Further, while certain of the twelve empaneled jurors had read or heard something regarding the crime, there exists no requirement that jurors be totally ignorant of the facts involved in the case before them. It is sufficient if the juror can lay aside any impressions or opinions and render a verdict based upon the evidence presented at the trial. State v. Moran (1963), 142 Mont. 423, 384 P.2d 777; State v. Simpson (1939), 109 Mont. 198, 95 P.2d 761.
Defendant next contends the District Court erred in giving court's instruction No. 5 to the jury. Instruction No. 5 states:
"The law presumes that a person intends the ordinary consequences of his voluntary acts."
The given instruction paraphrases the language of section 93-1301-7(3), R.C.M. 1947, giving rise to the rebuttable presumption.
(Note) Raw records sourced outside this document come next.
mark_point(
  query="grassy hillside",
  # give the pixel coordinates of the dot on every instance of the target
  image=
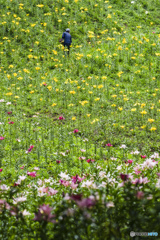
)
(91, 111)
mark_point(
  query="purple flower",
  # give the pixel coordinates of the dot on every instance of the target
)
(109, 145)
(86, 203)
(124, 177)
(76, 131)
(61, 118)
(140, 195)
(76, 197)
(44, 214)
(32, 174)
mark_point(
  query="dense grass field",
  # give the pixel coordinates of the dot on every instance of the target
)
(79, 135)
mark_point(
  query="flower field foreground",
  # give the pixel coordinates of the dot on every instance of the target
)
(79, 136)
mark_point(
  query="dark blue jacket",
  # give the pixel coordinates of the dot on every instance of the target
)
(67, 37)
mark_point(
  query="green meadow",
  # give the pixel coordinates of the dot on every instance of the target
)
(79, 135)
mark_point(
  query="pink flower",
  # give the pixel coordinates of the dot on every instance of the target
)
(158, 174)
(30, 148)
(77, 179)
(32, 174)
(82, 158)
(140, 195)
(44, 214)
(130, 161)
(52, 191)
(73, 185)
(109, 145)
(124, 177)
(90, 160)
(61, 118)
(76, 130)
(11, 122)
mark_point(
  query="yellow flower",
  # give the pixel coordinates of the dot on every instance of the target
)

Defendant, in essence, contends the given instruction shifts to a defendant the burden of disproving an element of the crime charged, i.e. intent. It is maintained the state is thus relieved from proving an essential element of the crime charged, contrary to recent pronouncements of the United States Supreme Court. In re Winship (1970), 397 U.S. 358, 90 S. Ct. 1068, 25 L. Ed. 2d 368; Mullaney v. Wilbur (1975), 421 U.S. 684, 95 S. Ct. 1881, 44 L. Ed. 2d 508; Patterson v. New York (1977), 432 U.S. 197, 97 S. Ct. 2319, 53 L. Ed. 2d 281.
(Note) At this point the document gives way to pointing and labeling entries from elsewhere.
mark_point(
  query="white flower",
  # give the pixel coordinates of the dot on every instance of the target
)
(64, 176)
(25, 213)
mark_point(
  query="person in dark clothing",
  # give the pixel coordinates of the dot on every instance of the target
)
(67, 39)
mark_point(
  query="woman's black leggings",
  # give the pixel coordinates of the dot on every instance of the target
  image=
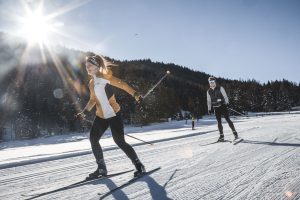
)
(223, 110)
(117, 129)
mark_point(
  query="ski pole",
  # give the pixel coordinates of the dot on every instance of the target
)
(238, 112)
(149, 91)
(139, 139)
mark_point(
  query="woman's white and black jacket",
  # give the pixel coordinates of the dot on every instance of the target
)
(216, 97)
(101, 94)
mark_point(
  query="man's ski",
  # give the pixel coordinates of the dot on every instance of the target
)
(77, 184)
(236, 141)
(127, 183)
(214, 143)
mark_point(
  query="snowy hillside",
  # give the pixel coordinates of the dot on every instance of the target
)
(266, 165)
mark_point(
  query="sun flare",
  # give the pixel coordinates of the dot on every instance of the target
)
(36, 28)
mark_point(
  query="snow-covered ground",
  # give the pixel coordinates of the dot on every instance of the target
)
(266, 165)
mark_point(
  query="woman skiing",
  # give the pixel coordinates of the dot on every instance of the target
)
(107, 113)
(217, 98)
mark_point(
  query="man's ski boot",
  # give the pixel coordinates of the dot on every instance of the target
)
(140, 168)
(235, 135)
(101, 171)
(221, 138)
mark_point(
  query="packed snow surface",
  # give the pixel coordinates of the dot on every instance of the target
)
(266, 165)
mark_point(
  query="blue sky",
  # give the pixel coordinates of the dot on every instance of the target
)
(237, 39)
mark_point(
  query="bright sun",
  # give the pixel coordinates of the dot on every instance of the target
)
(36, 27)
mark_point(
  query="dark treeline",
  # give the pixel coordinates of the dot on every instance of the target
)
(41, 92)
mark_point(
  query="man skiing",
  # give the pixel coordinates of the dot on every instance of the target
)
(218, 100)
(193, 123)
(107, 113)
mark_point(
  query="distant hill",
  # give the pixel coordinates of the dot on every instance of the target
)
(40, 91)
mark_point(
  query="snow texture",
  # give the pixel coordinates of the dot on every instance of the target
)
(266, 165)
The recent decisions relied on by defendant generally prohibit, under the auspices of the due process clause, shifting to a defendant, such as by presumption, the burden of proof regarding an essential element of the offense, most typically the element of criminal intent. In re Winship, supra; Mullaney v. Wilbur, supra; Patterson v. New York, supra. However, such cases do not prohibit allocation of some burden of proof to a defendant under certain circumstances. Rather, the concern expressed in such cases is that the State prove every element of the offense charged as that offense is defined by state law. State v. McKenzie, Mont., 581 P.2d 1205 (1978).
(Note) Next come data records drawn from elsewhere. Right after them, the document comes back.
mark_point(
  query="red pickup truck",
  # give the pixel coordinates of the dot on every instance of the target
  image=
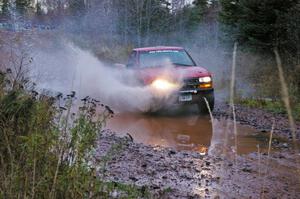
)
(166, 67)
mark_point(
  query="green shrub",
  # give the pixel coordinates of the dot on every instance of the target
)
(46, 149)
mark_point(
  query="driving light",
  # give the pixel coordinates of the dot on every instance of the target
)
(162, 84)
(205, 79)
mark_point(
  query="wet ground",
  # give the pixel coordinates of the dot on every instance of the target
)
(185, 131)
(180, 154)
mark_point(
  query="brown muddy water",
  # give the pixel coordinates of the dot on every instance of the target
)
(186, 131)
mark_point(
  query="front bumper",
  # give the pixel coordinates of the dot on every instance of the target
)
(193, 96)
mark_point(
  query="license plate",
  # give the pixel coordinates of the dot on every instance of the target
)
(185, 98)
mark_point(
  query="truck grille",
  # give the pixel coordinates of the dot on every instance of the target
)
(191, 83)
Moreover, an instruction similar in effect to that under consideration here has received recent consideration and approval by this Court in State v. Coleman, ___ Mont. ___, 579 P.2d 732, 35 St.Rep. 560. In fact, the very instruction was approved by this Court in State v. McKenzie, supra, by the following language:
"The presumptions that an unlawful act was done with unlawful intent, and that a person intends the ordinary consequences of his voluntary act, have been a part of Montana law since 1895. This Court has previously approved the use of these presumptions in criminal cases on the issue of intent. State v. Caryl, (1975), 168 Mont. 414, 426, 543 P.2d 389; State v. McLeod, (1957), 131 Mont. 478, 489, 311 P.2d 400, 407. See also, State v. Jones, (1963), 143 Mont. 155, 181, 387 P.2d 913. The conclusions drawn through the use of these presumptions are generally fair and reasonable ways to ascertain intent which, of course, can never be proved directly * * *." 581 P.2d 1222, ___ St.Rep. ___.
A review of the transcript of the trial in this case demonstrates that the State satisfied its burden of proof of each of the elements of the offense charged, including the element of intent. Defendant's sole burden under instruction No. 5 was to produce some evidence that he did not intend the ordinary consequences of his voluntary acts, not to disprove that he acted "purposely" or "knowingly". We hold the instruction does not violate due process standards as defined by the United States or Montana Constitution, and as interpreted by relevant case authority, and therefore does not constitute reversible error.
The conviction of defendant is affirmed.
HASWELL, C.J., and DALY, SHEA and SHEEHY, JJ., concur.